Ischinger: Nicht wieder ein Typ wie Trump

von Redaktion

Der Siko-Chef sieht die neue Bundesregierung in der Pflicht, eine Führungsrolle einzunehmen

München – Wo war eigentlich die Außenpolitik? Im Wahlkampf völlig vernachlässigt, wird sie die neue Bundesregierung umso mehr beschäftigen. Davon ist der Chef der Münchner Sicherheitskonferenz, Wolfgang Ischinger, überzeugt. Eine der zentralen Aufgaben der neuen Regierung sei es, die EU zu stärken, sagte der 75-Jährige am Mittwoch im Münchner Presseclub: „Die Erwartungen des Auslands an deutsche Führungskraft sind riesengroß.“

Ischinger kritisierte vor allem die „Verliebtheit der Deutschen in den internationalen Status quo“ als Fehler. Die Welt ändere sich rasant, das müsse Berlin anerkennen und entsprechend handeln. Ein Schwerpunkt: eine gemeinsame europäische Verteidigung. Der Rückzug der USA als Schutzmacht mache das nötig. Um wirklich voranzukommen, müsse man vorerst auf eine kleine Gruppe williger EU-Staaten setzen. „Dass wir das könnten, steht für mich außer Frage.“

Alte Gewissheiten zerfallen, das ist offensichtlich. Die Zugewandtheit Washingtons etwa ist keine Selbstverständlichkeit mehr. Für die Zukunft Deutschlands und Europas ist es aus Ischingers Sicht deshalb „extrem wichtig, dass 2024 nicht wieder so ein Typ wie Donald Trump ins Weiße Haus einzieht“. Das zu vermeiden, müsse „das erste Ziel deutscher Außenpolitik“ sein. Ein wirksames Mittel sei der sichtbare Wille, den USA Lasten abzunehmen – etwa in der Nato.

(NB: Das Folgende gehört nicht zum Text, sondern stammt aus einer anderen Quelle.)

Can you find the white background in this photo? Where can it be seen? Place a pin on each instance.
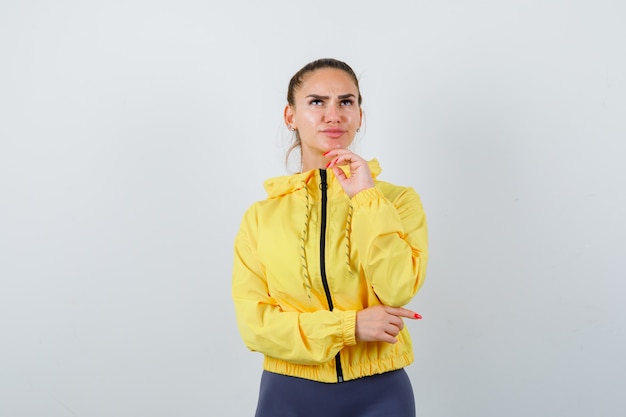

Der ehemalige Botschafter in den USA und in Großbritannien mahnte zudem, eine klare Position gegenüber China zu finden. Gerade Deutschland und Frankreich müssten hier mit einer Stimme sprechen. Zudem warnte er vor einer Diskussion über die in Deutschland stationierten US-Nuklearwaffen. „Würden wir aus der nuklearen Teilhabe aussteigen, sage ich ein großes außenpolitisches Desaster voraus.“ Die Irritationen in Polen und Frankreich wären wohl gewaltig. Die Äußerung ist kein Zufall, derzeit liegt das Thema offenbar auf dem Tisch der Ampel-Verhandler. Nicht alle stehen hinter dem Abschreckungs-Konzept der Nato.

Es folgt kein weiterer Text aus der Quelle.